Monitoring & Follow-up

  • Monitor clinical response and EBV viral load post-VST infusion.
  • Assess for adverse events related to cell therapy, noting that serious treatment-related events are uncommon.
  • Follow patients longitudinally for lymphoma remission and immune reconstitution.

Risks

  • Potential for graft-versus-host disease (GVHD) in allogeneic transplant recipients.
  • Disease progression in nonresponders despite VST therapy.
  • Noninfusion-related complications may occur during follow-up.

Patient & Prescribing Data

Nine patients in phase I/II trial plus three single-patient cases including HCT recipients, SOT recipients, and nontransplant lymphoma patients.

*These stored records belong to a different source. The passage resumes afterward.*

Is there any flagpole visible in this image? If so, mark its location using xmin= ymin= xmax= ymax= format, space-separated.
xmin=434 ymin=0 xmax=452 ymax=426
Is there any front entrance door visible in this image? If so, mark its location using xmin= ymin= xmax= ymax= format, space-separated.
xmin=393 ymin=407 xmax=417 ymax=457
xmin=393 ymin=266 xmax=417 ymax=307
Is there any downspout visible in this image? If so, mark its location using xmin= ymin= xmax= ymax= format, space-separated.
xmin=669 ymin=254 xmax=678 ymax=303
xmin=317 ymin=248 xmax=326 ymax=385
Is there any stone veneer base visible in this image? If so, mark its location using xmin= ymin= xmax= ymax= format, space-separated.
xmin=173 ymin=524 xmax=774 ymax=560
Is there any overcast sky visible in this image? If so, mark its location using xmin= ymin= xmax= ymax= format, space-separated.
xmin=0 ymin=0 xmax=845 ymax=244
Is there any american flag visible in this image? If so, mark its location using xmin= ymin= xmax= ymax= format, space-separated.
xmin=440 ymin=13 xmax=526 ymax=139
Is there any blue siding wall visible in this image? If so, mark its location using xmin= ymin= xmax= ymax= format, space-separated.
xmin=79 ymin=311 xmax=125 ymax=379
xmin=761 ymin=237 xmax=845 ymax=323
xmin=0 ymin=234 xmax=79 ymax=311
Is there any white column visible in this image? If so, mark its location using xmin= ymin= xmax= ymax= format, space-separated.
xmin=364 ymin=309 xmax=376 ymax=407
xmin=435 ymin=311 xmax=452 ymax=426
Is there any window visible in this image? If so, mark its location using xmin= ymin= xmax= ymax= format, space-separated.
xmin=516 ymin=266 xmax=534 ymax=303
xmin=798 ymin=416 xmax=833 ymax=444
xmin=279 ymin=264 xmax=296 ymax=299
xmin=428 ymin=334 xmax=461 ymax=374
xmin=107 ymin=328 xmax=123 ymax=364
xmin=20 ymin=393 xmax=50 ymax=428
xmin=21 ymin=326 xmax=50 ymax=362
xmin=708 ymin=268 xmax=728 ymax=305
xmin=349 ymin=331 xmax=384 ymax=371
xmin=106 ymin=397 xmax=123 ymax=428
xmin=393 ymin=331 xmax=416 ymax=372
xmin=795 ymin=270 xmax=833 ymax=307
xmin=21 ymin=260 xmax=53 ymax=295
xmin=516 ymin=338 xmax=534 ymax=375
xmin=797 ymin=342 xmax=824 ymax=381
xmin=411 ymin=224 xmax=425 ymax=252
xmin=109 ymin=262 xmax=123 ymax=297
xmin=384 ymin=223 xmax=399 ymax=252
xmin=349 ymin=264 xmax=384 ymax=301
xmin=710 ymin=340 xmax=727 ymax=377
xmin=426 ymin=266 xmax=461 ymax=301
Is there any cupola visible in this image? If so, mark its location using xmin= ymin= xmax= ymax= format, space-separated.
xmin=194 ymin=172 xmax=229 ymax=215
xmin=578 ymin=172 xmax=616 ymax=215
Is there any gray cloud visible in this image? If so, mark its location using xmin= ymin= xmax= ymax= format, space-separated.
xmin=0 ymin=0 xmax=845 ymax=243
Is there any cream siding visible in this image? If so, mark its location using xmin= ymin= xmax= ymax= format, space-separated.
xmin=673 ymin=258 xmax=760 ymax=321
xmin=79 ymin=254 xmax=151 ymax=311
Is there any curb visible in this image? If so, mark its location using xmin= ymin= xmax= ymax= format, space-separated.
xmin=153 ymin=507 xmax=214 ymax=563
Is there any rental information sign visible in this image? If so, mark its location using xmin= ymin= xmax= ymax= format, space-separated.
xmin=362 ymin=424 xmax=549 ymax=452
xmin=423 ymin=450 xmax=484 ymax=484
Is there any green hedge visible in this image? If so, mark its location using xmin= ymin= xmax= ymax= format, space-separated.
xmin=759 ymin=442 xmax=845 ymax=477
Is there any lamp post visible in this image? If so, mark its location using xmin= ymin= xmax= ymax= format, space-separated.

VSTs manufactured from healthy donors and patients showed strong EBV-specific reactivity; 67% overall response rate with higher efficacy in transplant recipients; infusions were well tolerated without serious adverse events.

Clinical Best Practices

  • Use rapid manufacturing techniques such as G-Rex® vessels with IL-4 and IL-7 supplemented media to shorten VST production time.
  • Target latent EBV antigens EBNA1 and LMP2 to maximize specificity and efficacy.
  • Employ both autologous and allogeneic PBMC sources depending on patient status and donor availability.
  • Incorporate VST therapy as part of a multidisciplinary approach including immunosuppression management and standard lymphoma treatments.